蝙蝠酱但凡公益从业者,恐怕少有人不会面对这些问题。类似的问题,构成了理解公益慈善的基础,其答案的差异往往也是公益认知的差异。
最近,中信出版集团出版了李小云教授的新作《公益的元问题》,掩卷之后思绪浮动,迟迟未能下笔。对于公益从业者而言诸多问题聚讼纷争,但公众认知却近乎于日用而不自知,盖因“公益的问题”本已复杂,再论“公益的元问题”恐怕更难。
很多人了解李小云教授,主要是因为他在云南河边村连续好几年的扶贫实践。在几年前,李小云教授曾提出过“贫困的元问题”,认为“贫困的元问题”可能就是“生存性竞争导致的基于物质获取差异的社会化过程,基于对物质的崇拜和基于物质贫乏而产生的耻辱,社会化的道德出现;社会阶层对于差异的固化以及现代社会理性扩张导致的不同种群和国家之间在物质供给方面的差异。”贫困的“元问题”,在李小云教授看来,一言以蔽之,是一个“现代性”的问题。
《贫困的元问题》收录于李小云教授近作《贫困的终结》中,从中可以窥见这位在发展、扶贫领域扎根多年的前辈学人的知与行。
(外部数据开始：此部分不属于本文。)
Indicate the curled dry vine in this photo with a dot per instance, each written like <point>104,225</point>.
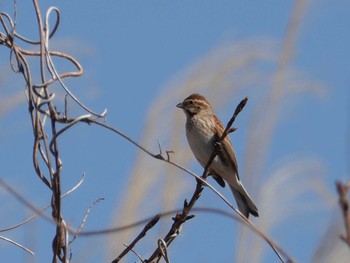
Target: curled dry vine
<point>46,155</point>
更加难能可贵的是,这其中的洞见不光是来源于学术的、理论的沉淀,更多的还是来自于深植于乡村的行动。借用时下流行的说法,这些认知与洞见,是“具身”的,也是“沉浸式”的。正如身体不仅是影响、参与塑造了我们的心智,行动也改变了我们对贫困的理解。
《贫困的终结》所呈现的,始终是围绕着行动的思考与升华,这种深入浅出、明白晓畅的风格,在《公益的元问题》中又得以进一步发挥。三十年细说从头,要把公益领域中一些最基本的问题梳理出来。移用李小云教授自己的话来讲,关于公益的问题可以有100个,但是公益的元问题是什么?这是研究公益问题的理论核心。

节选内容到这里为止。